Old dogs don’t learn new tricks, goes the saying. But is the popular belief backed up by evidence? Higher propensity to learn seems to correlate rather with environmental factors rather than with neurological ones. New Scientist recently (24 May 2013) featured an overview of the research, debunking the myth.
Environmental factors are more important than age in successful learning. Children have more time to focus on learning, benefit from superior pedagogies and more personal attention.
Many researchers believe that an adult’s lifestyle may be the biggest obstacle. “A child’s sole occupation is learning to speak and move around,” says Ed Cooke, a cognitive scientist who has won many memory contests. “If an adult had that kind of time to spend on attentive learning, I’d be very disappointed if they didn’t do a good job.”

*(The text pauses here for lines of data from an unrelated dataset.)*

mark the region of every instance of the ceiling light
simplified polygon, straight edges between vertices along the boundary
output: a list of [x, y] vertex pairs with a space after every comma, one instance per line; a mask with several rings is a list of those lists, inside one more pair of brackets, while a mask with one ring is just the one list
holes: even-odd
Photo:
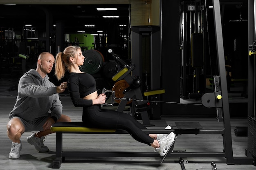
[[117, 8], [96, 8], [98, 11], [117, 11]]
[[103, 18], [119, 18], [119, 16], [118, 16], [118, 15], [103, 15]]

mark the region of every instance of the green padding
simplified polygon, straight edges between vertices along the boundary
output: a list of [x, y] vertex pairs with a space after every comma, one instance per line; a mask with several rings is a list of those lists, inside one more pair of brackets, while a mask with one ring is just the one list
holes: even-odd
[[128, 71], [128, 68], [124, 67], [113, 76], [112, 79], [115, 82], [127, 71]]
[[156, 90], [152, 90], [144, 92], [144, 96], [148, 96], [152, 95], [159, 95], [159, 94], [163, 94], [165, 93], [164, 89], [159, 89]]
[[115, 132], [115, 129], [103, 129], [85, 127], [52, 127], [51, 130], [53, 132]]
[[22, 58], [24, 58], [24, 59], [27, 59], [29, 58], [29, 56], [28, 55], [23, 54], [19, 54], [18, 56]]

One study by Yang Zhang at the University of Minnesota in Minneapolis that focused on the acquisition of foreign accents in adults suggests we may simply be suffering from poor tuition. When the researchers gave them recordings that mimicked the exaggerated baby talk of cooing mothers, the adult learners progressed rapidly.
Physical condition plays a big role in ability to learn, explaining the often perceived correlation between age and learning ability.
Over the past few years, it has become clear that poor physical fitness – including factors such as obesity and cardiovascular health – can be as damaging to our brains as they are to our sex appeal, reducing the long-distance connections between neurons and shrinking the hippocampus, which is involved in learning and memory.
This holds some lessons for adults trying to learn new skills and knowledge:
Children are continually quizzed on what they know – and for good reason: countless studies have shown that testing doubles long-term recall, outperforming all other memory tactics. Yet most adults attempting to learn new skills will rely more on self-testing which, let’s be honest, happens less often.
Adults can hamper progress with their own perfectionism: whereas children throw themselves into tasks, adults often agonise over the mechanics of the movements, trying to conceptualise exactly what is required. Instead, you do better to take a carousel approach, quickly rotating through the different skills to be practised without lingering too long on each one.